Resistance: 39.03 / 39.94 / 40.86
Support: 36.08 / 34.81 / 33.10
The market is now oversold and will have a difficult time breaking under 36.08-36.00 level.I was a little surprised in the speed with which it sold off last week – let me reiterate, not that we sold off but how quickly.$36.08 is the 50% retracement level of major move down from early January to the lows placed in late April.There will be plenty of resistance levels as the market tries to breach $40 again with 39.03 then 39.94.Oct/Nov and Nov/Dec WTI seem to have bottomed here and as long as they can stay above -30 and -47 respectively.

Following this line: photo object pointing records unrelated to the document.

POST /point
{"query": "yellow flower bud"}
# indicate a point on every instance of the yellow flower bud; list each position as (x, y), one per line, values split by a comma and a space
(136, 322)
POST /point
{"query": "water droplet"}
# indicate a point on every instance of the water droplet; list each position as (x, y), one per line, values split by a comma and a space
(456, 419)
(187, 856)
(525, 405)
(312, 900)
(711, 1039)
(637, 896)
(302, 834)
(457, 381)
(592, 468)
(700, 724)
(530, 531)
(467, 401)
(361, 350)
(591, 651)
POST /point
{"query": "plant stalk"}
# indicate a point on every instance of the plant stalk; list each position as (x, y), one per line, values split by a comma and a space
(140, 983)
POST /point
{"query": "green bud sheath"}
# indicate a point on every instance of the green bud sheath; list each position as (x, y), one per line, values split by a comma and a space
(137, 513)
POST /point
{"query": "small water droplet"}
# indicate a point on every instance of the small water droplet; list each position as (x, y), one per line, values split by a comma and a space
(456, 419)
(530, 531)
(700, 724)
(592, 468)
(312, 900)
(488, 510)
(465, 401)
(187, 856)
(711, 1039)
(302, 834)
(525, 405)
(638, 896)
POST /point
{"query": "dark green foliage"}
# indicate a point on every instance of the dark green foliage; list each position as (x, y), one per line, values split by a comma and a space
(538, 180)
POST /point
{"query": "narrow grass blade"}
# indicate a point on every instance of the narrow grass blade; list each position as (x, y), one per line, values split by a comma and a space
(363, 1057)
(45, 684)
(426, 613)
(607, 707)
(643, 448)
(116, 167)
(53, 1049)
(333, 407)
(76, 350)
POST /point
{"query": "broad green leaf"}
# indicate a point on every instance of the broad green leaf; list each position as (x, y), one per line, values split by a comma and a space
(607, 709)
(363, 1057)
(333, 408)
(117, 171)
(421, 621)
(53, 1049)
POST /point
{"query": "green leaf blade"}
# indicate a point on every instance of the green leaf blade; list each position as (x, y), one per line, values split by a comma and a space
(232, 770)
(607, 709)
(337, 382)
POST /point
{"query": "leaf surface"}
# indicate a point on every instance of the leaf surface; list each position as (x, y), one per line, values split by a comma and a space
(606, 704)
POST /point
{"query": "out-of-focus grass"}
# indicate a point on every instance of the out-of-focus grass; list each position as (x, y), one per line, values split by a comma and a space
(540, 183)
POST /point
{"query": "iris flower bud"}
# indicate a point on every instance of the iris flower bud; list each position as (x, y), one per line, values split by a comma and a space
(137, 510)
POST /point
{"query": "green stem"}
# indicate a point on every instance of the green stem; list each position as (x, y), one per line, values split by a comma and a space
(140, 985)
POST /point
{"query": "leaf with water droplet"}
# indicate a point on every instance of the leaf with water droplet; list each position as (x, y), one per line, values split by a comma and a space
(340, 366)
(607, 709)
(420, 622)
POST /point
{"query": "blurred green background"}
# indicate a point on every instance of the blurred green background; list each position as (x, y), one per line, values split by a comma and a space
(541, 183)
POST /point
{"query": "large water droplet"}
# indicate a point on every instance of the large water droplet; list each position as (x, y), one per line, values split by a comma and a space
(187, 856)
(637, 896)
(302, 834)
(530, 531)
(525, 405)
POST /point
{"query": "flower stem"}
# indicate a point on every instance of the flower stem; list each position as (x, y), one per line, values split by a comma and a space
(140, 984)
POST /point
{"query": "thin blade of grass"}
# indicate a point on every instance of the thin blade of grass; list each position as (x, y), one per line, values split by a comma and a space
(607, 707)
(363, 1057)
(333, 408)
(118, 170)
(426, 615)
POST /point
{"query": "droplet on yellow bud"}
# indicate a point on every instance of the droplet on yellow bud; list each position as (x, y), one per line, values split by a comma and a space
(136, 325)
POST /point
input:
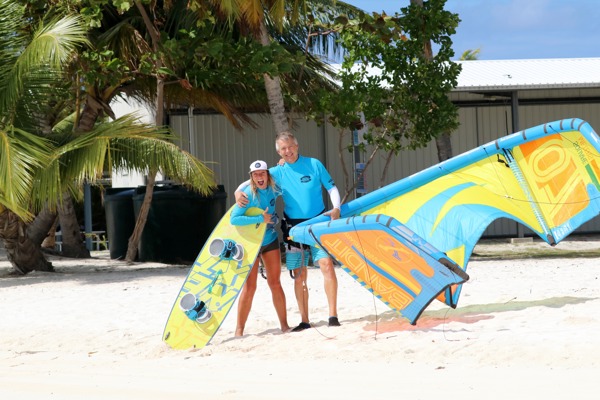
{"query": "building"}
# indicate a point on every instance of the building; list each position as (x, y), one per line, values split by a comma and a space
(495, 98)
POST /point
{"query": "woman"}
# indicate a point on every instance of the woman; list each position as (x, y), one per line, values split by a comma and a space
(262, 193)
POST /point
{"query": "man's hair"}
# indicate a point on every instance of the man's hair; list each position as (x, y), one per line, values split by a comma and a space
(270, 183)
(285, 136)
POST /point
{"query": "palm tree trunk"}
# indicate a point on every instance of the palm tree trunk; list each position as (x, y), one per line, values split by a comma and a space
(24, 255)
(273, 90)
(442, 141)
(140, 223)
(73, 243)
(39, 229)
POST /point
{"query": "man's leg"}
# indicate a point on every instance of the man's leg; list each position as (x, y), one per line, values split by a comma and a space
(331, 286)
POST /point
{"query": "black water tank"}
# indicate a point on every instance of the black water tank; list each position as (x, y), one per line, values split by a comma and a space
(179, 222)
(120, 219)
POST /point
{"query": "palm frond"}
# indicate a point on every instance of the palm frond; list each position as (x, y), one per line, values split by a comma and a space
(125, 144)
(49, 48)
(21, 155)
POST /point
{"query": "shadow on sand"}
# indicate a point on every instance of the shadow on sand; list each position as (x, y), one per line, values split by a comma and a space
(391, 322)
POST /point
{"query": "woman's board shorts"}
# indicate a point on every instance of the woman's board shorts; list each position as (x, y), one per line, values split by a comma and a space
(296, 257)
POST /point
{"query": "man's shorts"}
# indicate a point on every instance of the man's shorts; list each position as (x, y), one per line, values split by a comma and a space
(268, 247)
(296, 257)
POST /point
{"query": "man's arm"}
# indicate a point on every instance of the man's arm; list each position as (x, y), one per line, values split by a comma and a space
(241, 198)
(334, 196)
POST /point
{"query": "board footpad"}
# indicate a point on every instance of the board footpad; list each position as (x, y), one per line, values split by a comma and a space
(226, 249)
(194, 308)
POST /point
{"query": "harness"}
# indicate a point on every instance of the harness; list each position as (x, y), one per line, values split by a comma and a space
(287, 224)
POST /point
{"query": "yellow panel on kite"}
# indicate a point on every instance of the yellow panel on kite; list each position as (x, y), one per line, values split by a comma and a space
(546, 178)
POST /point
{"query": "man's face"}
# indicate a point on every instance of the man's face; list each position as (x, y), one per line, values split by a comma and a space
(260, 178)
(288, 150)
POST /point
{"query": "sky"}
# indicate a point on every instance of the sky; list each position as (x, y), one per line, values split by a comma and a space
(517, 29)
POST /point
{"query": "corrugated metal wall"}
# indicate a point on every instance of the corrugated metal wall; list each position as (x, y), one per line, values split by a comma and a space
(229, 152)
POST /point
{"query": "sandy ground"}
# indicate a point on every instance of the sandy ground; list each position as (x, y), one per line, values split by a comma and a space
(523, 329)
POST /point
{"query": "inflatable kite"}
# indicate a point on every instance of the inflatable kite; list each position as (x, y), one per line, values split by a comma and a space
(410, 242)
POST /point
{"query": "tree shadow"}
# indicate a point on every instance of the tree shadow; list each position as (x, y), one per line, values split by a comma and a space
(391, 322)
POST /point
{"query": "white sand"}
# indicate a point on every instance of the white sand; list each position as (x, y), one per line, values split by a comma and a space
(523, 329)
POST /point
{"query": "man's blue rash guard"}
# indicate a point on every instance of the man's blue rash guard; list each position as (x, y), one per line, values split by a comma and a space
(264, 198)
(301, 186)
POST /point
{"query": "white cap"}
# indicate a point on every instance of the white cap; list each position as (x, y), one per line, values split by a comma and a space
(258, 165)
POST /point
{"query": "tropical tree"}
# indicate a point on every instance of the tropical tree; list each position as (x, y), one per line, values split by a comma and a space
(390, 76)
(41, 156)
(266, 19)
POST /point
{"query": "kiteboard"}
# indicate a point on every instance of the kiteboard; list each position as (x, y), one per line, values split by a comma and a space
(213, 283)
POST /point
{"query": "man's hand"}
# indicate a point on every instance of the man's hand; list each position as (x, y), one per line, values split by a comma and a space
(334, 214)
(267, 216)
(241, 199)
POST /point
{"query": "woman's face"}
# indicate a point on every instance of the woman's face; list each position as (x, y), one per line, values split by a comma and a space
(288, 150)
(260, 178)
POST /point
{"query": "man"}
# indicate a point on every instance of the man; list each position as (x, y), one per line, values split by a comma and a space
(301, 180)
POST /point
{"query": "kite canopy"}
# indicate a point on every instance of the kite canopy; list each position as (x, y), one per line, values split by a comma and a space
(546, 178)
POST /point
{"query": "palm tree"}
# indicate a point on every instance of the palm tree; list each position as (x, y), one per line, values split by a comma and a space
(257, 16)
(36, 171)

Resistance: 1.1681 / 1.1893 / 1.2391
Support: 1.0865/ 1.0641 / 1.0341
The impending storm hitting the Gulf of Mexico may alter the gasoline market short term. Gasoline acted much better than the rest of the energy complex last week but will desperately need to hold 1.0854 this week. On the upside, October RBOB would have to settle above 1.1681 for a retest of the 1.30's. Look at Dec/March RBOB as it has formed a massive base near the -500 level. Look to accumulate length from 450 down to 500.
Resistance: 1.1296 / 1.1476 / 1.1746
Support: 1.0763/ 1.0612 / 1.0431
The heating oil market did prove us right once it failed at 1.1306 and quickly it went to 1.0763. October heating oil will need to hold 1.0763 this week as it tries to form a base here to which it can build from. Heating oil spreads are beginning to appear as the buy of the month. We have been watching Oct/Nov and it broke above 170 on its way to 128 and Dec/March breaking above -500 to -445 then -396.